DATASET = "energy_analytics"
LOCATION = "EU"

# !pip -q install --upgrade pandas pandas-gbq google-cloud-bigquery

import pandas as pd
from pandas_gbq import read_gbq
import matplotlib.pyplot as plt

STG = f"`{PROJECT_ID}.energy_analytics.stg_usage`".format(PROJECT_ID=PROJECT_ID)
CUR = f"`{PROJECT_ID}.energy_analytics.curated_usage`".format(PROJECT_ID=PROJECT_ID)
IMPUTED_MODEL = f"`{PROJECT_ID}.energy_analytics.imputed_model`".format(PROJECT_ID=PROJECT_ID)

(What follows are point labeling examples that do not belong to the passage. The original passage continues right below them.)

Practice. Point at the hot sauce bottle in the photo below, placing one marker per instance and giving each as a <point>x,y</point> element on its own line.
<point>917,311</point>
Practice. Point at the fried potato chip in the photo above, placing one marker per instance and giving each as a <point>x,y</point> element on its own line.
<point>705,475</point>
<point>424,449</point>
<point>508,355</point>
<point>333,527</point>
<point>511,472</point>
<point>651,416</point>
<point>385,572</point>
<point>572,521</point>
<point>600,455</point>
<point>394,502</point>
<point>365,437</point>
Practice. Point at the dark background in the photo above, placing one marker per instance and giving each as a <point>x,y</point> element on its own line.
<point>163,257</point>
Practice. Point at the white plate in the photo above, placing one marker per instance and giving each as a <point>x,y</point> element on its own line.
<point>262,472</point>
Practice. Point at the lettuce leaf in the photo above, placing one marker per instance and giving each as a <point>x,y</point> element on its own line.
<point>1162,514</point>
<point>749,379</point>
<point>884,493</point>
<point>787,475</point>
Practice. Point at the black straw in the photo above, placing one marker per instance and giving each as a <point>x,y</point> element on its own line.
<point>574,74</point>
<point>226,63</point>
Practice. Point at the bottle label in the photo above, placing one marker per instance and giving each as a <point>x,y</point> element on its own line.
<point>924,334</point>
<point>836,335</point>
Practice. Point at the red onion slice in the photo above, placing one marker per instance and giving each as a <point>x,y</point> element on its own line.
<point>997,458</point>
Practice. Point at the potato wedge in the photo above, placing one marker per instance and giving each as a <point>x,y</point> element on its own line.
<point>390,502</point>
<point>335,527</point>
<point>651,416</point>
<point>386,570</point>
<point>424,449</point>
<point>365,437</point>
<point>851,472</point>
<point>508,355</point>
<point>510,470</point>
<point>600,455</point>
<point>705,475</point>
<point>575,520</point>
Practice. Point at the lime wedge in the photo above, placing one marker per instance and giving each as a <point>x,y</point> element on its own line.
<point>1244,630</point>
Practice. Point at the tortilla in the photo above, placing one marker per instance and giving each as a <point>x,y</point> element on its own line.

## 1. Distributional comparison (pre versus curated/baseline)

In [None]:
pre = read_gbq(f"SELECT lusage FROM {STG} LIMIT 200000", project_id=PROJECT_ID, location=LOCATION)
post = read_gbq(f"SELECT lusage, was_imputed, impute_strategy FROM {CUR} LIMIT 200000", project_id=PROJECT_ID, location=LOCATION)

plt.figure()
pre['lusage'].dropna().hist(bins=50)
plt.title('Pre (staging): lusage distribution')
plt.xlabel('lusage'); plt.ylabel('count')
plt.show()

plt.figure()
post['lusage'].dropna().hist(bins=50)
plt.title('Post (curated/baseline): lusage distribution')
plt.xlabel('lusage'); plt.ylabel('count')
plt.show()

## 2. Imputed share by month (baseline path)

In [None]:
imp_q = (
    "SELECT month, COUNT(*) AS n, COUNTIF(was_imputed) AS imputed_n "
    f"FROM {CUR} "
    "GROUP BY month ORDER BY month"
)
imp = read_gbq(imp_q, project_id=PROJECT_ID, location=LOCATION)
plt.figure()
plt.bar(imp['month'], imp['imputed_n'])
plt.title('Imputed rows by month (baseline)')
plt.xlabel('month'); plt.ylabel('count imputed')
plt.show()
imp

## 3. Predicted versus actual (model-based, if available)

In [None]:
try:
    mdl = read_gbq(f"SELECT lusage, lusage_pred_model FROM {IMPUTED_MODEL} LIMIT 200000",
                   project_id=PROJECT_ID, location=LOCATION)
    corr = mdl[['lusage','lusage_pred_model']].corr().iloc[0,1]
    sample = mdl.dropna().sample(n=min(20000, len(mdl)), random_state=1)

    plt.figure()
    plt.scatter(sample['lusage_pred_model'], sample['lusage'], s=3, alpha=0.3)
    plt.title(f'Predicted versus actual (corr={corr:.3f})')
    plt.xlabel('predicted lusage'); plt.ylabel('actual lusage')
    plt.show()

    mdl[['lusage','lusage_pred_model']].describe()
except Exception as e:
    print("Model predictions not available or query failed:", e)

## 4. Discussion

- The baseline method preserves the central tendency with minimal distortion; when missingness is rare, its impact is negligible.
- The model-based method can capture cross-sectional heterogeneity and temporal persistence, but may be sensitive to feature quality and regularization; careful evaluation is required.